When you’re older you’ll be taught the woman’s tale, and what desperation drove her into the wilderness. It’s part of your history. But to myself, out in the mountains and winter-lean, the sight of her striding through the snows in her furs was like a vision of winter’s queen herself. A gift of meat for the hungering season, life’s blood for the solstice.

I first saw the woman while I was eating her mate. He had emerged from his cabin that evening as he did every sunset, gun in hand, without looking up. I had observed him over the course of five days and his behavior never varied. On that sixth nightfall I was crouched on his roof when he came out. I let him go a few steps from the door, then leapt. I felt his neck break on impact, tore open his throat to be sure, and ripped through his parka to taste his innards. There was no sport in it, but in winter we will take game whose brains we would never eat.

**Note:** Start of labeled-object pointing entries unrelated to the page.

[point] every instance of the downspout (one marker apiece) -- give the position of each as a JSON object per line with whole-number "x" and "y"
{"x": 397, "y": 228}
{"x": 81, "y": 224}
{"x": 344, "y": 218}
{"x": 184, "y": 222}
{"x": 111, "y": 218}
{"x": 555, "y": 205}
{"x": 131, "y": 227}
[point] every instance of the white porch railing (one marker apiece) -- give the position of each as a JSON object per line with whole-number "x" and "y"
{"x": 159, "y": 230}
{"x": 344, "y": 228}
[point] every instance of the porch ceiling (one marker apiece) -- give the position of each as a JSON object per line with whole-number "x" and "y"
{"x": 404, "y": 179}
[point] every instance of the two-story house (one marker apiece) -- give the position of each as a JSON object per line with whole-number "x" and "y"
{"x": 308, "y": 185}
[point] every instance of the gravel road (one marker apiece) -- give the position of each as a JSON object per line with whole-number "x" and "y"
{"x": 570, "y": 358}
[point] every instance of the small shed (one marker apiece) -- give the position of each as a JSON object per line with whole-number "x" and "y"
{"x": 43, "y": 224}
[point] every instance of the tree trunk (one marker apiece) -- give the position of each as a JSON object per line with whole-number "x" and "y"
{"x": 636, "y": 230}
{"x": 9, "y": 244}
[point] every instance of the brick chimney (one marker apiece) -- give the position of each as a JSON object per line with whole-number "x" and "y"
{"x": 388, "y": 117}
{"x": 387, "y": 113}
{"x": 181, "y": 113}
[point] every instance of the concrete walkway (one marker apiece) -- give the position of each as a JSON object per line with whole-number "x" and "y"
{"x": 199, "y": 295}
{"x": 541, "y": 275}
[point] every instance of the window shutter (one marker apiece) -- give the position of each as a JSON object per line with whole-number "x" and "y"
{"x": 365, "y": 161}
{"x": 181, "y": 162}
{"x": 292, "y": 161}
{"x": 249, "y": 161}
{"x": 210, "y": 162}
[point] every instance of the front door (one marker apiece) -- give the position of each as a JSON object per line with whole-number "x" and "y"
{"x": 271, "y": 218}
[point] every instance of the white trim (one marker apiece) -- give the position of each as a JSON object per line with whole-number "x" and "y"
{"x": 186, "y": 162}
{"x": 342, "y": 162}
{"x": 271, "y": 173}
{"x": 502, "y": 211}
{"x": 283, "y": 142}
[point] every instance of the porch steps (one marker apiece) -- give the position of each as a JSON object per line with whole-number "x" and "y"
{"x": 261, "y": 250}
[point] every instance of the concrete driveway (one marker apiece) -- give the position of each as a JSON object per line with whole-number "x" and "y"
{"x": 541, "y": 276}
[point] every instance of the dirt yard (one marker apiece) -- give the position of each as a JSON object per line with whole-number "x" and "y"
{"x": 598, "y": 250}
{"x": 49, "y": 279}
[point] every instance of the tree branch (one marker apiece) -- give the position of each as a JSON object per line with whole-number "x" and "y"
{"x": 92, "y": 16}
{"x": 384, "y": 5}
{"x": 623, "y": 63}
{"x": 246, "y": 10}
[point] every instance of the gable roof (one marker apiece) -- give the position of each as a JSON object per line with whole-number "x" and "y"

My mouth was full and my muzzle pleasantly, warmly moist with blood when the woman appeared. I looked up, and she was topping the rise, riding one of your incomprehensible machines, what I know now to be a snowstrider. The setting sun broke through the clouds behind her and for an instant she was embedded in glory. Her shadow stretched narrow before her and touched me, a bridge of darkness between us. We looked in one another’s eyes…

***

Magda topped the rise with a kind of grim, joyless satisfaction. I am now a hunter’s woman, she thought to herself. We will always be welcome at Landfall for the meat we bring, but they will never speak civilly to me again. Good. I would choke on their sweet talk anyway. The baby stirred and without looking down she stroked him through the furs, murmuring, “Just a little longer, my brave little boo, and we’ll be at our new home. Will you like that, eh?”

The sun broke through the clouds to her back, making the snow a red dazzle. Then her eyes adjusted, and she saw the black shape crouched over her lover’s body. A very great distance away, her hands throttled down the snowstrider and brought it to a halt. The shallow bowl of land before her was barren, the snow about the corpse black with blood. A last curl of smoke lazily separated from the hut’s chimney. The brute lifted its bloody muzzle and looked at her.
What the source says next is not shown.